DECLARONS irrecevables les demandes formulées par Madame [V] [J] [C] à l’encontre de la société ELEX comme étant prescrites ; METTONS par voie de conséquence hors de cause la société ELEX de la présente instance ; CONDAMNONS Madame [V] [J] [C] à verser à la société ELEX la somme de 1.000 euros au titre de l’article 700 du code de procédure civile ; CONDAMNONS Madame [V] [J] [C] aux dépens dont distraction au profit de Maître BUENADICHA-[Localité 3] en application de l’article 699 du code de procédure civile ; RÉSERVONS l’ensemble des autres demandes concernant le litige opposant au fond Madame [V] [J] [C] et la société GMF ; RENVOYONS à la mise en état du 7 octobre 2026 ; Et la présente ordonnance a été signée par le juge de la mise en état et le Greffier LE GREFFIER LE JUGE DE LA MISE EN ETAT

Questions fréquentes

Qu'est-ce que la prescription en droit des assurances ?

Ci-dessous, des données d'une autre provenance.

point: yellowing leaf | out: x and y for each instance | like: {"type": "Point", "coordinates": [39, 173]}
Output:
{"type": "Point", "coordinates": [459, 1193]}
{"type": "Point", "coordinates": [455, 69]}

La prescription en droit des assurances désigne le délai au-delà duquel une action en justice ne peut plus être engagée. Ce délai varie selon les types de litiges.
Quels sont les délais de prescription pour les actions contre un assureur ?
En général, le délai de prescription pour les actions en responsabilité contre un assureur est de deux ans à compter de la connaissance du dommage.
Comment prouver un manquement de l'assureur à ses obligations ?
Il est nécessaire de rassembler des preuves telles que des courriers, des rapports d'expertise et des témoignages pour établir le manquement de l'assureur.
Que faire si mon assureur ne respecte pas ses engagements ?
Vous pouvez d'abord tenter de résoudre le litige à l'amiable, puis, si cela échoue, envisager une action en justice pour faire valoir vos droits.